Post by Veggiesama »

Aria wrote:I agree about text and chat being better for roleplaying than voice.
I'm glad others do (I stumbled across your 16-page post about that topic yesterday, actually), and I feel like less of an oddity now. Then again, you're kind of an oddity on the forums too, so maybe I'm no better off now? =P
Full Bleed wrote:Sounds like some either a) ungrateful players unwilling to make an effort to do their part to make playing online work or b) some people that are a little intimidated by installing/learning new software.
Usually moreso B than A, though there's no doubt I've played with As before.
Full Bleed wrote:Oovoo (voice and video software)
Oh man, that means I'd have to actually take a shower and wear pants while playing? That's one of the perks of online play! Count me out!
Full Bleed wrote:Most gamers like rolling dice more than clicking buttons for random number generators. It'll cut down on some chat window spam and make them feel a bit more like they're actually gaming.
Very true, but for newbies, I like them rolling verbose, well-labeled rolls.

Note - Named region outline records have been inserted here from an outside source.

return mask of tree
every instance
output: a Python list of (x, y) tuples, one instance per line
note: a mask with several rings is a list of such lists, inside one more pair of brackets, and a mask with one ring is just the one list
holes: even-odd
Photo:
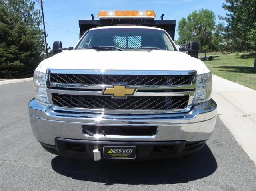
[(226, 0), (222, 7), (229, 11), (224, 17), (226, 27), (233, 39), (232, 48), (236, 51), (255, 51), (256, 69), (256, 0)]
[(30, 0), (0, 0), (0, 78), (32, 76), (43, 57), (40, 11)]
[(194, 11), (183, 18), (179, 22), (178, 32), (179, 45), (187, 46), (190, 41), (196, 41), (199, 45), (200, 58), (202, 52), (206, 51), (212, 40), (212, 32), (215, 28), (215, 15), (208, 9)]

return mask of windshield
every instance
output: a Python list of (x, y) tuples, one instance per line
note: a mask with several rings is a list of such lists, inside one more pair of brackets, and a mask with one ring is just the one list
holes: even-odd
[(152, 48), (154, 49), (176, 50), (174, 45), (164, 31), (134, 28), (89, 30), (76, 49), (106, 46), (115, 47), (124, 50)]

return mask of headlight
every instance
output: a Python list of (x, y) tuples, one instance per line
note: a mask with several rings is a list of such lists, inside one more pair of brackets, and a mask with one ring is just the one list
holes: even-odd
[(36, 90), (35, 97), (40, 101), (48, 102), (45, 79), (45, 73), (36, 71), (34, 72), (33, 83)]
[(197, 76), (195, 104), (207, 101), (211, 98), (212, 79), (210, 72)]

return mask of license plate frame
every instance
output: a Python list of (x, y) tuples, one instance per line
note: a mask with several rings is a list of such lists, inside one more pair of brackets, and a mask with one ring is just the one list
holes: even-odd
[(106, 159), (135, 159), (137, 147), (133, 146), (104, 146), (103, 157)]

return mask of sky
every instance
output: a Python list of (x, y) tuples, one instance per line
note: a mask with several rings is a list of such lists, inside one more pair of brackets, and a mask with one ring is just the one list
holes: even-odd
[[(203, 8), (212, 11), (216, 23), (220, 21), (218, 16), (224, 16), (226, 12), (222, 8), (225, 2), (223, 0), (43, 0), (43, 2), (47, 42), (51, 48), (57, 41), (62, 41), (62, 47), (74, 47), (79, 39), (78, 19), (90, 20), (91, 14), (98, 19), (100, 10), (153, 10), (158, 20), (164, 14), (164, 19), (176, 20), (175, 40), (178, 37), (179, 21), (194, 10)], [(40, 9), (39, 3), (36, 3), (36, 8)]]

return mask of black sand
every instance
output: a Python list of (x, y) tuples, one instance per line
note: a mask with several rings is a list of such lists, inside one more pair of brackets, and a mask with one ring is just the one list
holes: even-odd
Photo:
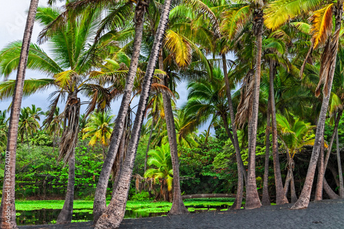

I can take one look and say "You forgot your extra 1(W)" or "No STR bonus on that roll." Plus macros just help things go faster, and I don't have to ask, "Umm, what does Wolf Pack Tactics do again?" when random tokens start moving across the map.
Full Bleed wrote:As mentioned, multiple chat panels is likely to appear in 1.4.
Anyone know if there's been any preliminary work done on that? I imagine the chat panel is very integrated into the MapTool UI and it'd be difficult to manage extra instances of it presently. Not to mention, macros would have to define which chat window they send to, as well as whispers and other chat commands, just for starters. If any of the devs think it's a do-able project, I know a thing or two about Java, so I wouldn't mind delving in if I could get some brainstorming tips along the way.

Another thing I really wanted to see (and tried unsuccessfully to implement) was a typing indicator, like in OpenRPG. I imagine voice-less games would benefit incredibly from that. I'd also like to work on this, but last time I tried, I was a bit dumbfounded.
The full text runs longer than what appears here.